Stage de thérapie cranio-sacrée: Témoignage !

mai 24th, 2012

Ecouter, suivre, permettre…

la thérapie cranio-sacrée: Témoignage !

J’ai participé au stage de « Thérapie cranio-sacrée » avec Rosemary Wallace. Ce fut une très riche et profonde expérience qui a affiné mon écoute et mon toucher, quelque soient les techniques que j’utilise.

En effet, Rosemary nous a transmis bien plus un savoir-être qu’un savoir-faire (même s’il s’agit d’un savoir-être orienté vers un savoir-faire): bien plus qu’une formation technique, ce fût une expérience de vie que nous avons pu vivre durant ces quatre journées. 

L’un des membres du Réseau BilobaOlivier Pilette, nous parle de son ressenti après le stage de Thérapie Cranio-Sacrée avec Rosemary Wallace. Un moment intense et profond à la fois. Compte rendu publié sur le site de l’Ecole Européenne de Massage (EEM).


Durant quatre jours, Rosemary Wallace nous a initiés à la thérapie cranio-sacrée et à la thérapie des fascias. Si le stage m’a paru riche et intense, c’est moins par la quantité d’informations que par la profondeur de l’enseignement, qui dépasse largement le cadre strict des thérapies concernées.

Son enseignement est précis et rigoureux, subtilement accompagné d’illustrations aussi éloquentes que cocasses, mais ce qui m’a le plus séduit se situe ailleurs. Rosemary, dont la présence malicieuse est un doux mélange de profondeur et de simplicité, partage plus qu’elle n’enseigne; pesant chacun de ses mots, dans un rythme presque hypnotisant, jalonné de silences qu’elle distille savamment, elle nous conte son parcours, à grand renfort d’histoires et d’anecdotes, nous rappelant régulièrement qu’être « facilitateur » (terme qu’elle préfère à « thérapeute ») relève davantage d’une qualité d’être et de présence à l’autre, que de la maîtrise d’une technique thérapeutique.

Et c’est bien là toute la profondeur de sa démarche.
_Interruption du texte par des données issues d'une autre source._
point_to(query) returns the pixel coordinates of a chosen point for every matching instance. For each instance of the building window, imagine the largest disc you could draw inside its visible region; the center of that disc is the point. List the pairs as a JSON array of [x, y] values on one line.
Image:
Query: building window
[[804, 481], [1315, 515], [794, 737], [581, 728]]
formation thérapie-cranio-sacrée

Au-delà de l’apprentissage de la technique, son approche vise surtout à explorer la relation si singulière qui réunit le praticien et son patient. Loin de la volonté de toute puissance des thérapeutes modernes et de leur ambition de « guérir », Rosemary remet en question le « rôle » du praticien dans le processus qui mènera le patient vers la santé.

Ayant renoncé à toute « ambition », à tout projet pour ses patients, elle nous invite à délaisser le statut, le rôle de thérapeute, pourtant si confortable pour notre ego!

Exit notre étendard de guérisseurs? Mais alors, que nous reste-t-il?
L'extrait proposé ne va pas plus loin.